La Segreteria Generale del Sinodo ha pubblicato il sussidio dal titolo “Fare memoria”. Accompagnare la preparazione dell’Assemblea di valutazione della Chiesa locale. Disponibile in diverse lingue sul sito synod.va, il testo intende accompagnare le Chiese locali, Diocesi ed Eparchie (le Diocesi delle Chiese cattoliche orientali), nella preparazione e nella celebrazione della propria Assemblea di valutazione prevista nel primo semestre del 2027, con la quale culmina la tappa denominata “Fare memoria”. “Valutare non è un esercizio tecnico, ma un’esperienza di gratitudine e di verità – spiega il cardinale Mario Grech, segretario generale del Sinodo – fare memoria significa riconoscere ciò che il Signore ha fatto maturare nel cammino delle nostre comunità e lasciarsi orientare verso i passi successivi. È così che una Chiesa diventa sempre più capace di conversione”.

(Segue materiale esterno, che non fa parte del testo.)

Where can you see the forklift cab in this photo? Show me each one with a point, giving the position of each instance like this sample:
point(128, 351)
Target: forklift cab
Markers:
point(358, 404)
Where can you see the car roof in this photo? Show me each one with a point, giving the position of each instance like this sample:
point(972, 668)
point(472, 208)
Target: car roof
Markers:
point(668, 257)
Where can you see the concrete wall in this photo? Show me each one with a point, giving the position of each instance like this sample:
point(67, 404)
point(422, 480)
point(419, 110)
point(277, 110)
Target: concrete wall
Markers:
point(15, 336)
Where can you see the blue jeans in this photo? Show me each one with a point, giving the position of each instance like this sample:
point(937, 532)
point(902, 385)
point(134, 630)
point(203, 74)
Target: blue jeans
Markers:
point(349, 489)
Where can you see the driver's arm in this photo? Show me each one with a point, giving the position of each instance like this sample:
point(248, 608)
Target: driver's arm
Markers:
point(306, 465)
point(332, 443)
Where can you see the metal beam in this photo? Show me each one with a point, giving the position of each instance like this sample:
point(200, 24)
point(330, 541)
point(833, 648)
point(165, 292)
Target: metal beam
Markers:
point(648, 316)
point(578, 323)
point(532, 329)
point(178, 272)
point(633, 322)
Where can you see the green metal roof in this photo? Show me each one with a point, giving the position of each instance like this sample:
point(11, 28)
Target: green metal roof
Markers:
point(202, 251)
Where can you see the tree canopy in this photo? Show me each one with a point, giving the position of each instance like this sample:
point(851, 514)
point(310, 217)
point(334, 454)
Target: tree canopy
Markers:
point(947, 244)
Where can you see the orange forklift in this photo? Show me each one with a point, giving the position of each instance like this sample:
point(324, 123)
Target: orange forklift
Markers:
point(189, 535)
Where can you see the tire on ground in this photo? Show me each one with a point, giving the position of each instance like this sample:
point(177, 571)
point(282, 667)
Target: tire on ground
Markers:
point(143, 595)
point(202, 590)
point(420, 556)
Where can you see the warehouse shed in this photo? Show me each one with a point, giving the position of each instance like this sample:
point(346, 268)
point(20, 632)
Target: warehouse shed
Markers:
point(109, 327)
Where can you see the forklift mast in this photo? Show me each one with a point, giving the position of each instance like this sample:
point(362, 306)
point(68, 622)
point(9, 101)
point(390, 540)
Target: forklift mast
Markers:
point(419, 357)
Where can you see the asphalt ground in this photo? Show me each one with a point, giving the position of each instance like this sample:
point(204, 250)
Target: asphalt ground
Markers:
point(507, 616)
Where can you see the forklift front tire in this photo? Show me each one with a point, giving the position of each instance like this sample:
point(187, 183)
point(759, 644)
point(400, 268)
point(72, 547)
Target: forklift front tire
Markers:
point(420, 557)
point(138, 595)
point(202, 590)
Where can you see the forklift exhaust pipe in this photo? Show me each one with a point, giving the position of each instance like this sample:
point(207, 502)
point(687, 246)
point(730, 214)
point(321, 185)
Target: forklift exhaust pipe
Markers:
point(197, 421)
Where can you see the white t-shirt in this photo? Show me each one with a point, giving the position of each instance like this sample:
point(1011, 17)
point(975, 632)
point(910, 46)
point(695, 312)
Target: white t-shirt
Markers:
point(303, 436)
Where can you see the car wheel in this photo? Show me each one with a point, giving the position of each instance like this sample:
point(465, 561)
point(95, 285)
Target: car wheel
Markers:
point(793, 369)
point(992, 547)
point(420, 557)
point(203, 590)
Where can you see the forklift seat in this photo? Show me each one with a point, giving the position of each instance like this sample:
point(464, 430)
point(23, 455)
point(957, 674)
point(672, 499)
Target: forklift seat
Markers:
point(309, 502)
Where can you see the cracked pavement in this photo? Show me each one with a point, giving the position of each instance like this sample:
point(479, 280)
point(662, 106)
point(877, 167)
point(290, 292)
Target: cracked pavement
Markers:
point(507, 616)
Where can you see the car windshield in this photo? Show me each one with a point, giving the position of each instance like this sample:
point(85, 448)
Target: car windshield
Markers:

Nella Scrittura, si chiarisce nel comunicato che accompagna il documento, “fare memoria” non significa volgere lo sguardo al passato, ma riconoscere l’azione di Dio nella storia per discernere il presente e aprirsi al futuro. In questa luce, le Note “invitano ogni Chiesa locale a rileggere con gratitudine e sincerità il cammino compiuto nella fase attuativa del Sinodo, per riconoscere i frutti maturati e i passi ulteriori ai quali è chiamata”. Il documento si colloca nel solco dei testi di riferimento del percorso sinodale, come il Documento finale, le Tracce per la fase attuativa (29 giugno 2025) e Verso le Assemblee 2027-2028 (20 maggio 2026), di cui costituisce il seguito operativo per la tappa locale.
Rivolte anzitutto ai Vescovi ed Eparchi, che ne sono i responsabili, e alle équipe sinodali che animano il processo, le Note non propongono un modello da applicare, ma suggeriscono un possibile modo di procedere, offrendo domande, criteri e alcune indicazioni pratiche da adattare a ciascun contesto locale. Vi risuona l’indicazione di Papa Leone XIV: la sinodalità, ha spiegato nel discorso a conclusione dei lavori del Concistoro straordinario del 26-27 giugno 2026 “è uno stile spirituale.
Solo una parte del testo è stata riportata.